Paolo e Vittorio Taviani non ce l’avrebbero fatta, in questa impresa, senza la tv. La Rai, che ha contribuito con un 35% al budget di 11 miliardi messo insieme dalla produttrice Grazia Volpi anche con contributo di tedeschi e francesi e il sostegno di Media. Il risultato è un film dei Taviani al 100%, romanzo popolare e colto insieme, come Le affinità elettive o il pirandelliano Kaos. In onda su Raiuno presumibilmente a gennaio perché la Rai vorrebbe anticipare i tempi saltando la tappa pay tv. Il film finito ha entusiasmato tutti: Max Gusberti l’ha definito addirittura “una pietra miliare del palinsesto”. Successo anche all’anteprima ospitata da Saint Vincent, dove i due registi di San Miniato hanno ritirato una Grolla alla carriera. Con loro Stefania Rocca e Giulio Scarpati, star di un cast internazionale in cui ognuno ha recitato nella sua lingua in una babele piena di autenticità. Stefania è la prostituta condannata ai lavori forzati per un omicidio che non ha commesso; il “medico in famiglia” è lo ieratico Simonson, spedito in Siberia a causa della sua passione di utopista. E poi Timothy Peach (il principe Dimitri), Antonella Ponziani, Marina Vlady e Giulia Lazzarini.

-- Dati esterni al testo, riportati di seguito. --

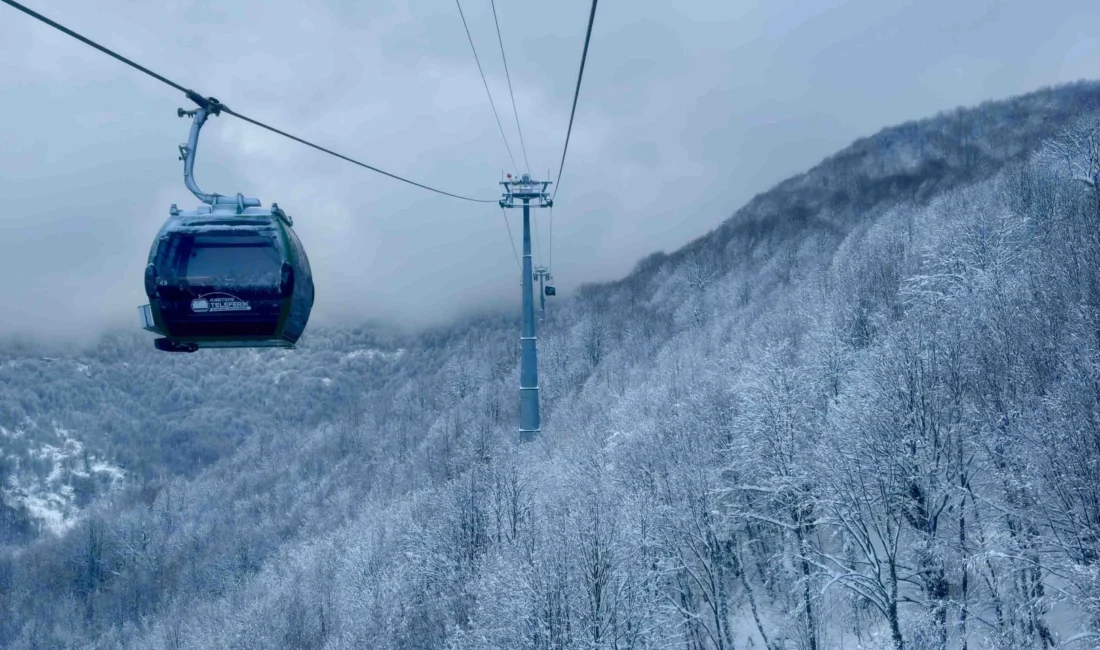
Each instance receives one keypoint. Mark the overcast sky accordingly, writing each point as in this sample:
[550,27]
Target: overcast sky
[688,109]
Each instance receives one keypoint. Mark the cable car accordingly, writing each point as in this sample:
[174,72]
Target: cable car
[228,274]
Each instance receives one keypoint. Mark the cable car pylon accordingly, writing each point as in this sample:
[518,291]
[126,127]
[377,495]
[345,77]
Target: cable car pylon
[520,193]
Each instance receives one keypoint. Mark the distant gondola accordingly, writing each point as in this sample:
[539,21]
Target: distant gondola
[229,274]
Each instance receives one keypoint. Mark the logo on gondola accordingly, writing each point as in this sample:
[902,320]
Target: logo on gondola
[212,303]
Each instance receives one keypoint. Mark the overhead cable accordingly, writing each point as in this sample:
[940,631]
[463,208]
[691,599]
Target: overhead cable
[485,83]
[576,94]
[508,77]
[212,103]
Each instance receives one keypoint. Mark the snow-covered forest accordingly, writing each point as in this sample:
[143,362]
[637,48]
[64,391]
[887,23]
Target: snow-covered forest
[862,412]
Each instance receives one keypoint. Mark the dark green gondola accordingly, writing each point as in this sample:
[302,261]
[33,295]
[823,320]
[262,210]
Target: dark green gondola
[229,274]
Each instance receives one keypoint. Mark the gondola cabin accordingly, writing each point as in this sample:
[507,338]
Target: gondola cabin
[228,274]
[221,276]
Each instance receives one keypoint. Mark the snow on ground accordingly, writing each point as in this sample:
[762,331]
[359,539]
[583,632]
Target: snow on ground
[371,353]
[52,498]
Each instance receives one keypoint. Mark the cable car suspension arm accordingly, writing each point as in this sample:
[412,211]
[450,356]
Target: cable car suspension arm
[207,107]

Un kolossal che i Taviani ci raccontano in un’intervista necessariamente a due voci.
“Resurrezione” non avrebbe potuto essere un film per il cinema?
Vittorio: Data la lunghezza sarebbe stato improponibile nel mercato attuale. In genere, quando fai un film ti autocensuri sulla durata, ma il gusto di raccontare per esteso può dartelo la televisione: come nel caso della sei ore di Fanny & Alexander.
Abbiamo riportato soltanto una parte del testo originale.